I’ve been listening to the local repeater more over the last week than I have in years. Each morning, from about 6am until 8am a small group operates the Wet Net – a precipitation report from around the county that is collected and transmitted to someone up the chain at the conclusion of each net. Since it runs for a couple of hours and there is typically only about fifteen check-ins, it provides time for friendly early morning chats about everything. I’d hazard a guess that morning time-slot accounts for about 80 percent of all the daily traffic on the repeater.

My renewed interest is mostly because I haven’t installed any antennas at the new place and I’m just listening on a handheld transceiver with an attached antenna. That seems to work well enough though there is a little “fry” on the received signal with just the handy scratchy. I need to get busy installing a few antennas…

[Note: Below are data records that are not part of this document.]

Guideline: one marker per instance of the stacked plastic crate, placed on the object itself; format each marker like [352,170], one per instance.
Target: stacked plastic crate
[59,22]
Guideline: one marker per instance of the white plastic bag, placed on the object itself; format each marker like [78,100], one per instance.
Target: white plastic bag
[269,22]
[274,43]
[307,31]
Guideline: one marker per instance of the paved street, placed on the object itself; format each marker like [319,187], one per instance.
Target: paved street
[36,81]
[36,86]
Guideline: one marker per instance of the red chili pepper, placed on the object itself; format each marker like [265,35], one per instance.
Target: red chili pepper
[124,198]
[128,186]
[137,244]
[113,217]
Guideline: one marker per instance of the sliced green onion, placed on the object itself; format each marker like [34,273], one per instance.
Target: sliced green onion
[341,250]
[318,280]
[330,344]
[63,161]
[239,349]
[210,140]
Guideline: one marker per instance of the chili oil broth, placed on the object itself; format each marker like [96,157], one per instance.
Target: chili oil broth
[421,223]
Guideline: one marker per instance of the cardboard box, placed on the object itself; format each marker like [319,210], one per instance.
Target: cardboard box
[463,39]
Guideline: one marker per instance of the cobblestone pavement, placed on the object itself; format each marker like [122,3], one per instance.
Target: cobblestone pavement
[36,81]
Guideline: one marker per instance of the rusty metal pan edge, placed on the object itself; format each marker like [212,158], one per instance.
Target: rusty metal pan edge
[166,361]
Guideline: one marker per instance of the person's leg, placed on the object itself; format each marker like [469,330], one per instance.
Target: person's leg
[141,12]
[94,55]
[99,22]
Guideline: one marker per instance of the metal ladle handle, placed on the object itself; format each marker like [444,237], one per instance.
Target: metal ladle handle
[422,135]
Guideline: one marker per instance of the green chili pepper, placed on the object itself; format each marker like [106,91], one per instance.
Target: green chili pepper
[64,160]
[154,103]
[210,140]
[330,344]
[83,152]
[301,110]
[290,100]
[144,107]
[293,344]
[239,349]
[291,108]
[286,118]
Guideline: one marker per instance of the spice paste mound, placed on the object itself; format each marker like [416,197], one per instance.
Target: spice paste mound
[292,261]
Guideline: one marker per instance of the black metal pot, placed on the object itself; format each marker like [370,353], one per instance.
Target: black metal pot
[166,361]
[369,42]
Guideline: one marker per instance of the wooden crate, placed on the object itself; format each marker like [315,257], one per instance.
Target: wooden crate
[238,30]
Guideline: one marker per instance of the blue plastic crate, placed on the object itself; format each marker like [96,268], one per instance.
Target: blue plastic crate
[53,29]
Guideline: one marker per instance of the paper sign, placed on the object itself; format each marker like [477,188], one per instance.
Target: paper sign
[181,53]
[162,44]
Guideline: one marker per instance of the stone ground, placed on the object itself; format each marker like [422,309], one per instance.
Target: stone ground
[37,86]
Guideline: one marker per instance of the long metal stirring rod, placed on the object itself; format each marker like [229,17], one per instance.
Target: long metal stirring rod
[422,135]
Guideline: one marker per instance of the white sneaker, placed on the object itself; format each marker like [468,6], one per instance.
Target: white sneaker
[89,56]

There was a point in my early radio history when I was pretty smitten with FM and repeaters. The technology wasn’t brand new when I got a license, but it was evolving quickly and I felt it was the cutting edge of the hobby and a proper place for a young guy like me to hang out. Fast-forward ten years or so and I had migrated completely to HF and other facets that had little to do with FM or repeaters. For some reason I held a fairly dim view of repeater activity and avoided it altogether for decades.

That was an incredibly short-sighted attitude that caused me to lose touch with almost all the local hams and that was my loss, not theirs. I don’t know what I was thinking?

This morning is the first Tuesday of the month and from the chatter, I gather this is the day many of the hams gather for breakfast at some local eatery. As it turns out, I couldn’t participate today even if I was one of the gang, but it’s something I look forward to joining one of these days.

A good first step is probably to get back on the repeater on a regular basis and get to know everyone. Again. Some of the names are familiar, but for the most part, this is a small group of hams who should be my friends instead of just random “contacts” on the local repeater.

It’s another lesson learned and golly they are stacking up on me.